My church started an RU chapter that I faithfully attended for two years, but I still wasn’t getting it. I finally agreed to enter RU’s women’s discipleship program. I immediately began to experience freedom. I was at a place where people loved me, just as I was, sin and all.
The devil however, had plans for me…he didn’t like the strength that I was finding in God. Four months later, through the rebellion not yet purged out of my heart, I yielded to temptations and fell hard. Fortunately, God, through His great love, didn’t quit on me. He went after me like that lost sheep that went astray. He opened my eyes, and I truly repented.
Unfortunately, it was too late. I lost everything, including my family. God made it clear after almost five months of brokenness that He wanted me back at Reformers Unanimous. I quickly obeyed…no turning back.
God has done nothing but bless and develop me “in Christ” ever since. Not only has he filled my gaping hole; but He has begun, through the ministry of the Holy Spirit, to heal my broken heart and life.
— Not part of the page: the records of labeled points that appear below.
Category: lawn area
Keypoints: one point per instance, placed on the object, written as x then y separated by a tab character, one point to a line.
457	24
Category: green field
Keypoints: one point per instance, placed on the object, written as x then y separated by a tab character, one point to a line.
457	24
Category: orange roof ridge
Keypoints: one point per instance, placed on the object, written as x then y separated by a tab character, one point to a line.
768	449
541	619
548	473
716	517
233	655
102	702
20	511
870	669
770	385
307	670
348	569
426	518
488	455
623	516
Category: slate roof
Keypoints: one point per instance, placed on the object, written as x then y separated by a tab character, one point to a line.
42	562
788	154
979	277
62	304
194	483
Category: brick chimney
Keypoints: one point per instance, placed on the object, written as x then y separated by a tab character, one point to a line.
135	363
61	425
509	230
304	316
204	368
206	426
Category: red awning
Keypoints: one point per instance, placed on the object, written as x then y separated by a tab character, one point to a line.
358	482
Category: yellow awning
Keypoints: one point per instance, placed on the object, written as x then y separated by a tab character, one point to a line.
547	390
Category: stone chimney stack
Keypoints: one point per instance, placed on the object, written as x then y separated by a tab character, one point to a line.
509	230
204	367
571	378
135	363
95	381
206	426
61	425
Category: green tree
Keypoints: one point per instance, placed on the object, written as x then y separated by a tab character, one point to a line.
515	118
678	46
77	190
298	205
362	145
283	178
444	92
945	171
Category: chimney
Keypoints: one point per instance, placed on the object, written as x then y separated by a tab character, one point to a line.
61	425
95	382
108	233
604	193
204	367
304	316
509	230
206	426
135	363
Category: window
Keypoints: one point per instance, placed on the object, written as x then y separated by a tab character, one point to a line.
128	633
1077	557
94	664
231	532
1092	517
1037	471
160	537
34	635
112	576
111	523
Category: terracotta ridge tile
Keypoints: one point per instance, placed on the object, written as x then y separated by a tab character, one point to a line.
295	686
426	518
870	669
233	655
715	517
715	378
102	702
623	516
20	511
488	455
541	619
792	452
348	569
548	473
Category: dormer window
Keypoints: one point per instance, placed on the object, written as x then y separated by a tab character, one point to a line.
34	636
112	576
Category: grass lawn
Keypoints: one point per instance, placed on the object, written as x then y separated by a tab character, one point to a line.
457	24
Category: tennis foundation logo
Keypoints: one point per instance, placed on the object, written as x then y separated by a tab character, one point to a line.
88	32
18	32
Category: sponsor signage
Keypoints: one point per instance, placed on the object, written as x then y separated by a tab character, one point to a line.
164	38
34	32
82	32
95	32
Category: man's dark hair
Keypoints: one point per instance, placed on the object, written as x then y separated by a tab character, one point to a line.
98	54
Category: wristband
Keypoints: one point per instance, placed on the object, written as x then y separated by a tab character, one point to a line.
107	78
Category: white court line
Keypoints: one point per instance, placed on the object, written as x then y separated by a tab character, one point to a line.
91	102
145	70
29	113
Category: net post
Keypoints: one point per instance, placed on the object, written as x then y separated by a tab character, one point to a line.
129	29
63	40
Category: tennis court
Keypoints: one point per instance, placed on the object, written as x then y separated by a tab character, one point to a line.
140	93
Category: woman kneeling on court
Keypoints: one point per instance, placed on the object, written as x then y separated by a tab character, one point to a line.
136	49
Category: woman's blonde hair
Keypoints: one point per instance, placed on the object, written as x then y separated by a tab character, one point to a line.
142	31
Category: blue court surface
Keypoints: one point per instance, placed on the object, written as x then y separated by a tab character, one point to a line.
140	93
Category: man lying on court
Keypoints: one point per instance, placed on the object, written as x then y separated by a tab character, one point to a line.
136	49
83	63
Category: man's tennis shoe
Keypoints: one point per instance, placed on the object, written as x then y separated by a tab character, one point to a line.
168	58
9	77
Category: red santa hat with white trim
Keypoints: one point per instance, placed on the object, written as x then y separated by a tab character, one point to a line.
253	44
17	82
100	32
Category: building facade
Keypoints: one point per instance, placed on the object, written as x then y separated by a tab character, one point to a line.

He continuously teaches me that there is not one person that will love me, sin and all, the way God does. Yet, I can love others the way Christ loves me, which I am learning is more rewarding than being loved.
I praise the Lord for a church and a pastor that displays such Christ-like love to accept “rejects” like me. For now I know that to accept that I am a reject is a lie straight from the pit of hell. I’m a child of the King. He’s got everything under control.